One of the panelists responded that characters in stories who do bad things experience natural consequences that arise from their own choices. For example, a girl who smokes pot may discover that the boy she has a crush on doesn’t like the smell of pot on her breath. Another panelist said that her daughter told her, “Mom, I read these books because I don’t want to do these things in real life.”
Hunger Mountain: YA Short Story Market
The panelists mentioned that Hunger Mountain,
the literary journal through the Vermont College of Fine Arts, is currently publishing YA short stories. They have two issues out that contain YA short stories, and one even has a middle-grade short story. I swung by their table at the bookfair, and picked up a copy of the most recent issue.
|Issue #16 of Hunger Mountain
It’s a lovely journal. I like that it is a bit larger than most university-run literary journals. It has a great heft and clean, readable formatting.

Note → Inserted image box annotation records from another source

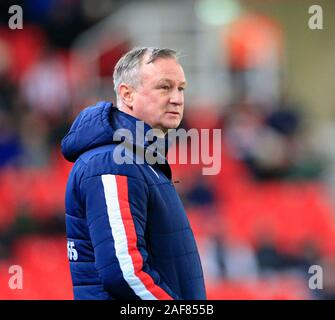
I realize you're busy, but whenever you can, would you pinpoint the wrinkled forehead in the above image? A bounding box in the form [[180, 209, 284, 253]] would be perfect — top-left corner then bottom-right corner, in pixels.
[[140, 55, 186, 82]]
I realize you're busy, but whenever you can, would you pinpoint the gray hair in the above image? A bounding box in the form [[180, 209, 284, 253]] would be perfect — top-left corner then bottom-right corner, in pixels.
[[113, 47, 178, 106]]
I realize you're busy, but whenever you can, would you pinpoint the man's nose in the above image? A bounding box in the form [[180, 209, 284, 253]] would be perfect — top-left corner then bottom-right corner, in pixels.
[[170, 89, 184, 105]]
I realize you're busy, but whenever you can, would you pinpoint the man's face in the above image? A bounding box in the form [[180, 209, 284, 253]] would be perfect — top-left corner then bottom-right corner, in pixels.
[[132, 58, 186, 133]]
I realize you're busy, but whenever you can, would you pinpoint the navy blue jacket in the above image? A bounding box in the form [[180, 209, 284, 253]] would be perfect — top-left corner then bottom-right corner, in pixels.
[[62, 102, 206, 300]]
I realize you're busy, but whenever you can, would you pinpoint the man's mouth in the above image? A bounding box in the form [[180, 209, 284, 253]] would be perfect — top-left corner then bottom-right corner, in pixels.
[[166, 111, 179, 116]]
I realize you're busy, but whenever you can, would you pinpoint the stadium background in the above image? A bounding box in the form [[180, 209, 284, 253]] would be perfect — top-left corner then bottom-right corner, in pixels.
[[0, 0, 335, 299]]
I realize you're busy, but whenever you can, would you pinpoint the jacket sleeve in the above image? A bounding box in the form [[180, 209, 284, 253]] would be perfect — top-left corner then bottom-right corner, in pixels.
[[82, 174, 180, 300]]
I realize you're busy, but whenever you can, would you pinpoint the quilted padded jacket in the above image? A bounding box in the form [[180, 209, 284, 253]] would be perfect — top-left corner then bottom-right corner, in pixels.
[[62, 101, 206, 300]]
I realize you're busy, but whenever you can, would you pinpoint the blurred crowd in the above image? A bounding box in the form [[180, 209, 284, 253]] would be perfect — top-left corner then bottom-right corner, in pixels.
[[0, 0, 335, 299]]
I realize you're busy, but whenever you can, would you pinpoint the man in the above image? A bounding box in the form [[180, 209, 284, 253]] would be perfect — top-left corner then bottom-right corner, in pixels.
[[62, 48, 206, 300]]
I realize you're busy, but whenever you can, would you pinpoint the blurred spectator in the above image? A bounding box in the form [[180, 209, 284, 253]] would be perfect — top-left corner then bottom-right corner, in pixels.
[[21, 48, 70, 119], [0, 109, 23, 169]]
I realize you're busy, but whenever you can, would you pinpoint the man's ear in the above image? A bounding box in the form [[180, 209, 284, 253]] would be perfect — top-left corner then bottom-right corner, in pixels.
[[119, 83, 135, 110]]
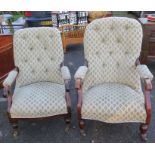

Two more resources for those of you interested in writing YA fiction:
The Discussion Continues
The discussion surrounding Meghan Cox Gurdon’s article began in the summer of 2011, but I think it may be revived when the first of the Hunger Games movies is released later this month. If you haven’t read the trilogy yet, I would highly recommend it. Set aside a few days and start reading. Warning: you’ll get sucked in. There’s no way not to.
By the third book, I felt overhwelmed with the death and violence. But I appreciated and respected Suzanne Collins for not pulling her punches. And if I were a teen reading these books, I think I’d appreciate her honesty even more.